Распутных женщин я видывал и сам грешил многократно... Роман с дамой из порядочного круга – процедура длинная. Во-первых, нужна ночь... В номере ваша дама падает духом, жантильничает, дрожит и восклицает: «Ах, Боже мой, что я делаю?! Нет! Нет!» Добрый час идет на раздевание и на слова, дама ваша на обратном пути имеет такое выражение, как будто вы ее изнасиловали, и все время бормочет: «Нет, никогда себе этого не прощу!»
– Но вы-то сейчас «Трех сестер» поставили совершенно иначе. С диким надрывом. А он говорил: пишу водевиль.
– Неправда, там подзаголовок «Драма». А про водевиль он говорил, чтобы Художественный театр не вздумал играть это как мелодраму. Ему не нравилась их томность, романсовость, он говорил, что в «Чайке» Тригорину в исполнении Станиславского хочется впрыснуть спермину... Это же нормальный мужчина, говорил он, у него штаны клетчатые, ботинки рыжие... А для меня «Три сестры» стали как предощущение колоссальной катастрофы – это же пьеса про то, что их всех через 15 лет расстреляют. Просто никто еще этого не знал, а Чехов знал.

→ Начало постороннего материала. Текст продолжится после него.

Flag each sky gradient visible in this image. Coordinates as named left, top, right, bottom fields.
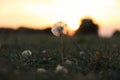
left=0, top=0, right=120, bottom=36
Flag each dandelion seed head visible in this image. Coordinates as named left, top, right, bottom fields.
left=55, top=64, right=68, bottom=73
left=51, top=22, right=68, bottom=36
left=41, top=50, right=47, bottom=54
left=37, top=68, right=46, bottom=72
left=65, top=59, right=72, bottom=65
left=22, top=50, right=32, bottom=56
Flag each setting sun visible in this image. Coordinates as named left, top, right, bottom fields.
left=0, top=0, right=120, bottom=34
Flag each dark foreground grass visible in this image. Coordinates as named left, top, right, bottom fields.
left=0, top=34, right=120, bottom=80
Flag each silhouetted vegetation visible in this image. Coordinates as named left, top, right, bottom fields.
left=76, top=19, right=99, bottom=35
left=113, top=30, right=120, bottom=37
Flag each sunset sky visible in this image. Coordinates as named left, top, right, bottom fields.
left=0, top=0, right=120, bottom=36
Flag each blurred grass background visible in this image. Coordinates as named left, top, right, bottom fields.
left=0, top=33, right=120, bottom=80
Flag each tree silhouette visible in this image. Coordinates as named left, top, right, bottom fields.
left=76, top=19, right=98, bottom=35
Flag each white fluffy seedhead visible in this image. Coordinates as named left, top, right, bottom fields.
left=51, top=22, right=68, bottom=36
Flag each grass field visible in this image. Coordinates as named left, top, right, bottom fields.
left=0, top=34, right=120, bottom=80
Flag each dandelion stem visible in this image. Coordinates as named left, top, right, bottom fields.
left=60, top=36, right=64, bottom=64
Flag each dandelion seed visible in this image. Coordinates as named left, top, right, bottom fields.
left=22, top=50, right=32, bottom=56
left=41, top=50, right=47, bottom=54
left=55, top=64, right=68, bottom=73
left=64, top=59, right=72, bottom=65
left=80, top=51, right=85, bottom=55
left=37, top=68, right=46, bottom=72
left=51, top=22, right=68, bottom=36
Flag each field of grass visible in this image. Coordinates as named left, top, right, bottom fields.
left=0, top=34, right=120, bottom=80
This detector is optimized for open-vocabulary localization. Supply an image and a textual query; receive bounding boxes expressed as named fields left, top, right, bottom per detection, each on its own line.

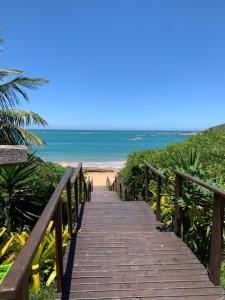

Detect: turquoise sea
left=33, top=130, right=190, bottom=162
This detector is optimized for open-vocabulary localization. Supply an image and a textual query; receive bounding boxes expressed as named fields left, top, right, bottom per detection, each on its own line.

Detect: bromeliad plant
left=0, top=221, right=69, bottom=293
left=0, top=154, right=38, bottom=232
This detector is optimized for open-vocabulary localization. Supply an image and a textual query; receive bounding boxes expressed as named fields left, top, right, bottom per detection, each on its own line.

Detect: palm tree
left=0, top=69, right=48, bottom=146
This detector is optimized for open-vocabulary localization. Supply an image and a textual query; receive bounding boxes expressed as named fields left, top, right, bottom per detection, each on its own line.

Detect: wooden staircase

– Вот интересно: как вы впервые посмотрели «Зеркало» Тарковского?
– Он его придумал еще во время «Рублева». Я прихожу – а на моем журнальном столике стоит машинка и начатая (среди дня!) бутылка водки. Андрей напечатал две страницы сценария «Мать». Предполагалось снимать его мать скрытой камерой. Потом отдельно он придумал сценарий о военруке, из собственного военного детства, и потом это все сошлось в «Зеркале». Когда я монтировал «Дядю Ваню», он вдруг меня позвал посмотреть первый вариант фильма, три коробки, как сейчас помню. Я честно сказал, что ничего не понял. Ага, сказал он, теперь мне все ясно, теперь я перемонтирую так, что вообще никто ничего не поймет!
– Да ладно, понятно же все...
– Понятно, но Андрей специально так снимал, чтобы зрителю хотелось думать, он и дает время думать. Он скульптор, архитектор, строитель католических соборов – огромных, застывших: стой, смотри и думай. Мне ближе аналогия кино с музыкой, я хочу, чтобы шел сплошной поток, как у Феллини, чтобы некогда было думать, что это такое, а просто чувствовать «О, если б навеки так было!» и просить: дайте мне этого еще!
– Напоследок неприличный вопрос.
– Ну попробуйте.
– Долгая жизнь в одном браке – это хорошо? Или лучше, как у вас раньше было? Ведь вы с Юлей уже...
– ...шестнадцать лет.
– Быть не может. Ей что же, уже...
– ...тридцать девять. Но, ребята, это же не вопрос длительности брака. Это вопрос опыта. В молодости была ненасытная жажда – чувственная, интеллектуальная. Каждый раз казалось, что – навсегда. Каждый раз через два-три года оказывалось, что не навсегда. А я готовился каждый раз остановиться, заводил детей – но, видите, оказалось, что и это неплохо. Дети-то хорошие. Я никогда не терпел, не смирялся – когда понимал, что больше не хочу, собирал чемодан и уходил.
Но сейчас и дети, и жены вроде бы не держат на меня зла.